The Marie Reay Teaching Centre is located in the Kambri area. It is 6 levels tall and contains classrooms used by a wide variety of subjects, as well as a lecture theatre on the top floor.

==University centres==

There are individual research centres connected to the University.

- Asia Pacific College of Diplomacy
- Crawford School of Economics and Government
- Australian Primary Health Care Research Institute
- Centre for Aboriginal Economic Policy Research
- Centre for Applied Philosophy and Public Ethics
- Centre for Cross-Cultural Research, 1997–2008?, an ARC Centre of Excellence
- Centre for Mental Health Research
- Centre for the Public Awareness of Science
- Centre for Sustainable Energy Systems
- Eccles Institute of Neuroscience
- Humanities Research Centre
- National Centre for Epidemiology and Population Health
- The National Centre for Information Systems Research
- National Graduate School of Management
- Mathematical Sciences Institute
- The National Europe Centre

== Australian National Institute for Public Policy ==
In May 2010, Prime Minister Kevin Rudd announced a $111.7 million commitment to the development by ANU of a new Australian National Institute for Public Policy.
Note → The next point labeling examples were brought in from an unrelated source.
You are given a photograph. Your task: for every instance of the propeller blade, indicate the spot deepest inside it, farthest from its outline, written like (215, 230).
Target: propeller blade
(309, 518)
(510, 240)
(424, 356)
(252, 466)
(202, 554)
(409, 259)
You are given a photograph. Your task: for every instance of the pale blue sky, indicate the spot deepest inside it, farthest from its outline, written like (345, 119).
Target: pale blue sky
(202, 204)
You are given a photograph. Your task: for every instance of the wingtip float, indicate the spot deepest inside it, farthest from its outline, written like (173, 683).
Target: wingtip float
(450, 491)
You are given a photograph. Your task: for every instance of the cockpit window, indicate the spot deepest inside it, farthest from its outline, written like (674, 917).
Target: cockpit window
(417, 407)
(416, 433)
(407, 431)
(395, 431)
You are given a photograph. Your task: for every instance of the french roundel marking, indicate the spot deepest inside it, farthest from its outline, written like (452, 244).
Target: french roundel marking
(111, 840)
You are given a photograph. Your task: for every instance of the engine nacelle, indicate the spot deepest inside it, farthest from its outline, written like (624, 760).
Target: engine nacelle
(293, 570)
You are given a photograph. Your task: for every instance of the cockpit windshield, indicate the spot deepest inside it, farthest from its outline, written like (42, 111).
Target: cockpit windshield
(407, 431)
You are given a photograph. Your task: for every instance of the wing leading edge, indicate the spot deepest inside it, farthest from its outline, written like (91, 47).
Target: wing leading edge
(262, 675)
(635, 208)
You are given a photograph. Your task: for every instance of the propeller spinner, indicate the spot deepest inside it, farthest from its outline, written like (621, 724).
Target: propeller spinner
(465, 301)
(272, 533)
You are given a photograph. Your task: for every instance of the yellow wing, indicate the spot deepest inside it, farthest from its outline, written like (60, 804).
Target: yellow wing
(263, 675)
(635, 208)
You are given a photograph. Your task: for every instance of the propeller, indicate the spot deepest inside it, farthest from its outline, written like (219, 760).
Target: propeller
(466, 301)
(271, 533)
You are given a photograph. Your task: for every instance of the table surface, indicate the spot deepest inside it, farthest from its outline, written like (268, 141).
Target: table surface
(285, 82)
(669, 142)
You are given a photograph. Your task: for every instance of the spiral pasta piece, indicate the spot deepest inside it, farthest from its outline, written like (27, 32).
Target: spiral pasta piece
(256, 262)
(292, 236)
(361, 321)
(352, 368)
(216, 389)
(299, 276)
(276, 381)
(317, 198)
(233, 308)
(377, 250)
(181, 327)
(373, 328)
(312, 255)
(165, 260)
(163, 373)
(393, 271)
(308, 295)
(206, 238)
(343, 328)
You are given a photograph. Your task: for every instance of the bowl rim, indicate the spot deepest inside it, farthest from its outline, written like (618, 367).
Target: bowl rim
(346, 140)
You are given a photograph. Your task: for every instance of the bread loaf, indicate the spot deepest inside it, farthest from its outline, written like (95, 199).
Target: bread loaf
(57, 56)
The new National Institute is intended to centralize public policy expertise. A good portion of the funds ($53.1 million) were earmarked for building and developing the previously announced Australian Centre on China in the World, which is one of three specialist centres along with the National Security College and the Australia and New Zealand School of Government to be specifically incorporated under the umbrella of the National Institute. $19.8 million is set aside to create a joint building for the other two centres, with a further $17.3 million expressly dedicated to the National Security College.